Tough times for middle-class South Africans earning R15,000 a month

 ·13 Dec 2023

South Africans are generally starting to see an improvement in their financial circumstances, but the middle-class is still struggling to turn things around.

During the third quarter of the year, inflation eased closer to 5.0% from 6.2% in the prior quarter, unemployment returned to pre-Covid levels, consumer confidence increased, and the percentage of loans in arrears dropped to 37.5%.

According to Eighty20’s latest credit stress report, the rate of new defaults (RNB) (the proportion of outstanding loan balances that went into default during the quarter across all loan products) also trended downwards over the quarter, except for vehicle asset finance – a welcome reprieve from the double-digit YoY growth in the last three quarters.

“The RND is at 2.51%, up 25% from 2.01% a year ago. Although the annual change in the rate of new defaults (CRND) remains high, it is down 1.3% in the last quarter. The CRND is an early warning sign for the state of credit in the country,” Eighty20 said.

Only middle-class workers (personal income of R15,000) experienced an increase in the overall RND from Q3 2023 – but this was still only a 0.2% increase.

Eighty20 gave three potential explanations for these results:

  • Hypothesis 1: Things are getting better – people are managing their finances, cutting back on spending and making payments on debt

  • Hypothesis 2: Things literally couldn’t get any worse – anyone who was going to default has already gone into default

  • Hypothesis 3: Credit providers have become significantly more risk averse in their lending and are, therefore, giving loans to people less likely to default

However, it is likely that this is probably a combination of all three factors.

“The credit card numbers reflect the hypothesis that people have become more responsible about their debt. While balances are still growing across all segments, albeit at a slower rate, new defaults are down QoQ by 2.1%.

“By comparison, overall loan balances are up 20%, with retail and unsecured up barely one percent,” said Andrew Fulton, Director at Eighty20.

“The four wealthier ENS segments have been relying on their credit cards to make it to the end of the month. As a result, overall credit balances are up more than 30% since Covid – by comparison, overall loan balances are up 20%, with retail and unsecured up barely one per cent.”

Although credit card debt is up 9.5%, this is still significantly lower than the double-digit growth seen over the last two years.

The drop in credit card growth was seen across all segments, with the Middle Class seeing growth at 6.5% YoY and the Mass Credit Market (personal income of R5,000) at nearly 12% YoY growth.

Despite this slowing growth, the average credit card loan balances for these segments are still twice their average monthly income,” Eighty20 said.

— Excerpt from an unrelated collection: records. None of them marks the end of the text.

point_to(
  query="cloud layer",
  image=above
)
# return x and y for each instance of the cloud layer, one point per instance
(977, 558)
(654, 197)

The average instalment-to-income ratio also continued to rise, like credit card debt, but it had declined from last quarter.

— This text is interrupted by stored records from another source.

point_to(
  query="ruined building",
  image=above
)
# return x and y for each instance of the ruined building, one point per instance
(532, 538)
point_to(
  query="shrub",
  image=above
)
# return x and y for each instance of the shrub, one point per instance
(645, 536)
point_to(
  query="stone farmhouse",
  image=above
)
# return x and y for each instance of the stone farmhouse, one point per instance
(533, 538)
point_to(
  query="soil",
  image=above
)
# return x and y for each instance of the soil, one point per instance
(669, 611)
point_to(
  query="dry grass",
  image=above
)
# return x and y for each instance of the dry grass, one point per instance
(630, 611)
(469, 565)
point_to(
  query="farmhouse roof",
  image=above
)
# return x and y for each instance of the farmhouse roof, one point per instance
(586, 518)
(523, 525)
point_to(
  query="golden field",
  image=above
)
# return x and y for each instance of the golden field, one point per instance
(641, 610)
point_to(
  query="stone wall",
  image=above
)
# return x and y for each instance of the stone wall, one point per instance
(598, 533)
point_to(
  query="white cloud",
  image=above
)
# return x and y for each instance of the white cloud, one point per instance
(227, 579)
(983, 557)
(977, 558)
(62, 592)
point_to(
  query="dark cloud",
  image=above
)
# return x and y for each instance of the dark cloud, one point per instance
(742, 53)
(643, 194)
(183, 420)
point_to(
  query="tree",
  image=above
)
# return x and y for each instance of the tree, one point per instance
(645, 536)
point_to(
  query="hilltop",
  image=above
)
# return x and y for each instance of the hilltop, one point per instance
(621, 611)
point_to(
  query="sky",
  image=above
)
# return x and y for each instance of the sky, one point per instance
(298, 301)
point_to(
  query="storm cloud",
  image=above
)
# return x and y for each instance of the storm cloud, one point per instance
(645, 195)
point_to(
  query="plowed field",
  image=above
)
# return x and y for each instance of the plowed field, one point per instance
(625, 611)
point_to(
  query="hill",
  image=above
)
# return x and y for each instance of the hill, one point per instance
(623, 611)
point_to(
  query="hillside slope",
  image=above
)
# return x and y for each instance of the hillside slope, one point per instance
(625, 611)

“However, we do still see the Middle Class at nearly 75% of their income going to instalments, Heavy Hitters at 60% (personal incomes of R42,000 per month) and the Mass Credit Market approaching 40%.”

The small improvement in the RND and slowing growth in credit balances may also support the hypothesis that we have reached the bottom, with most credit-stressed South Africans already in default.”

“Furthermore, credit balances for Heavy Hitters and Comfortable Retirees have seen reasonable growth, while the Mass Market and Middle-Class Workers have seen no growth in the value or volume of total loans over the past year.”

Nearly all — or 95% — of the R166 billion increase in credit balances from the last year came from the Heavy Hitters and Comfortable Retirees, with home loan balances accounting for almost two-thirds of this amount.

Home loan balances increased by 9.1% YoY, and, unlike the other loan products, 99% of this is held by three segments: the Heavy Hitters (75%), Middle-Class Workers (17%) and Comfortable Retirees (7%).

Whereas the heavy hitter segment accounted for R90 billion (10.8%) YoY growth in home loan balances, it remained flat for the middle class – bringing the overall increase to R102.7 billion.

Closing the taps

There has also been a substantial slowdown in bank lending amid low economic growth and increasing consumer debt, which accounted for the lack of credit growth in the lower-income segments.

Several banks have also sounded the alarm on the elevated levels of credit impairments. Banks decreasing lending would also focus on less risky segments, hence the QoQ drop in new defaults.

“Regardless of the cause, for the first time in many months, we have seen credit and economic indicators move in a different direction. Given the year we’ve had, some joy towards the end is welcome,” said Fulton.